A.J. Brown trade grades for Eagles, Titans: Philly gets top mark, Tennessee finds replacement with draft pick


The Philadelphia Eagles and Tennessee Titans made a biggest blockbuster trade during the 2022 NFL Draft, as Philadelphia acquired A.J. Brown from Tennessee in exchange for the No. 18 pick and a third-round pick (No. 101 overall). Brown signed a four-year, $100 million extension with the Eagles immediately after the trade, giving the Pro Bowl wide receiver $57 million guaranteed. 

How did the Eagles and Titans fare in this deal? Let’s grade the deal for both sides (and check out all the picks and our grades in our draft tracker):

Eagles: A

The Eagles struck out on every wide receiver target through the offseason, failing to give up draft capital for one of the top veteran receivers on the market. That came after missing out on landing Calvin Ridley due to a gambling suspension. Eagles general manager Howie Roseman kept his plans to acquire a wide receiver under the vest, even if the signs were pointing toward Philadelphia trying to get someone to help out Jalen Hurts. 
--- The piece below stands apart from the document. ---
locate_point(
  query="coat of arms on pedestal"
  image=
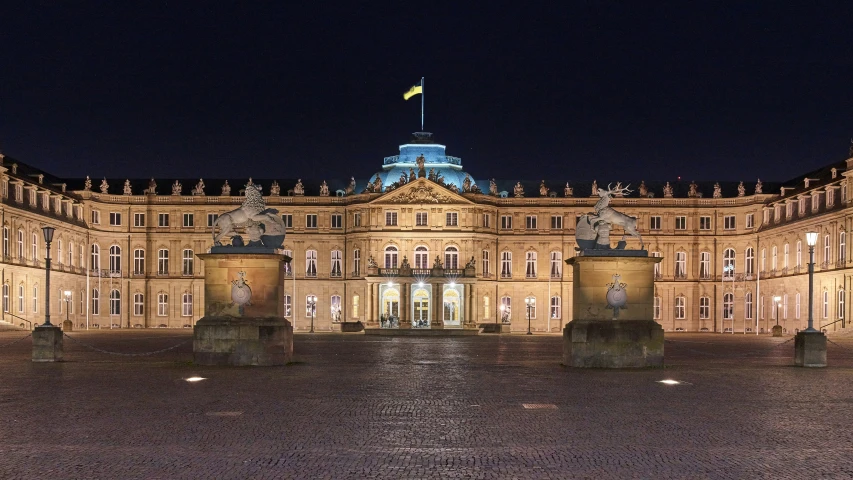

The Eagles didn’t appear to get their wide receiver in the top half of the draft either, as Drake London, Garrett Wilson, and Jameson Williams were off the board by the time Philadelphia picked — the Eagles traded up to No. 13 from No. 15 overall, putting themselves in play for Williams before the Detroit Lions took him at No. 12. 

Out of the blue, the Eagles got a young, talented No. 1 receiver for Jalen Hurts — one of his closest friends in Brown. Philadelphia gave up its second first-round pick (No. 18) and a third-round pick (No. 101) to get Brown and sign him to a massive contract extension — four years, $100 million with $57 million guaranteed.

The Eagles certainly landed a playmaker in Brown, who has 24 touchdown catches since the start of 2019. (DK Metcalf is the only one from his draft class to have more after his first three years.) His 185 catches and 2,995 receiving yards are the second most for a player after three seasons in Titans franchise history. Brown is averaging 16.19 yards per catch since the start of the 2019 season, only trailing Mike Williams (16.78) for the best mark of the NFL (minimum 150 receptions). 

Brown will pair with DeVonta Smith to form one of the youngest wide receiver tandems in the NFL (Brown turns 25 this year and Smith is 23). Quez Watkins (23) will line up in the slot, with Hurts (23) having his a young receiver trio to build with. The Eagles had just 1,993 receiving yards from the WRs in 2021, third-fewest in the NFL. Getting Brown was necessary for a team with hopes of competing for the NFC East in 2022. 

Titans: B

The Titans couldn’t work out a long-term deal with Brown, getting the Eagles’ second first-round pick (No. 18) and their second third-round pick (No. 101) for a receiver that didn’t appear in the first phase of offseason activities in search for a new deal. Brown led the Titans in receptions, receiving yards, and receiving touchdowns in each of the past three seasons — so losing him was a big blow to the offense. 

Tennessee rallied quickly in replacing Brown, drafting Treylon Burks at No. 18 overall. Burks accounted for 37.2% of Arkansas’ receiving yards the past two seasons and played 82.9% of his career snaps in the slot. A physical receiver in the mold of Deebo Samuel, Burks led the SEC with 22 plays of 20-plus yards last year. Tennessee can use Burks in RPO situations, finding ways to get the football in his hands as the top option next to Robert Woods. 

Burks may never have the impact of Brown, who was second in Titans history in receptions and receiving yards after his first three seasons, but he’s a good consolation prize. The Titans’ failure to sign Brown to a long-term deal makes an excellent second-round pick three years ago all for naught. Hopefully, the same fate doesn’t happen with Burks.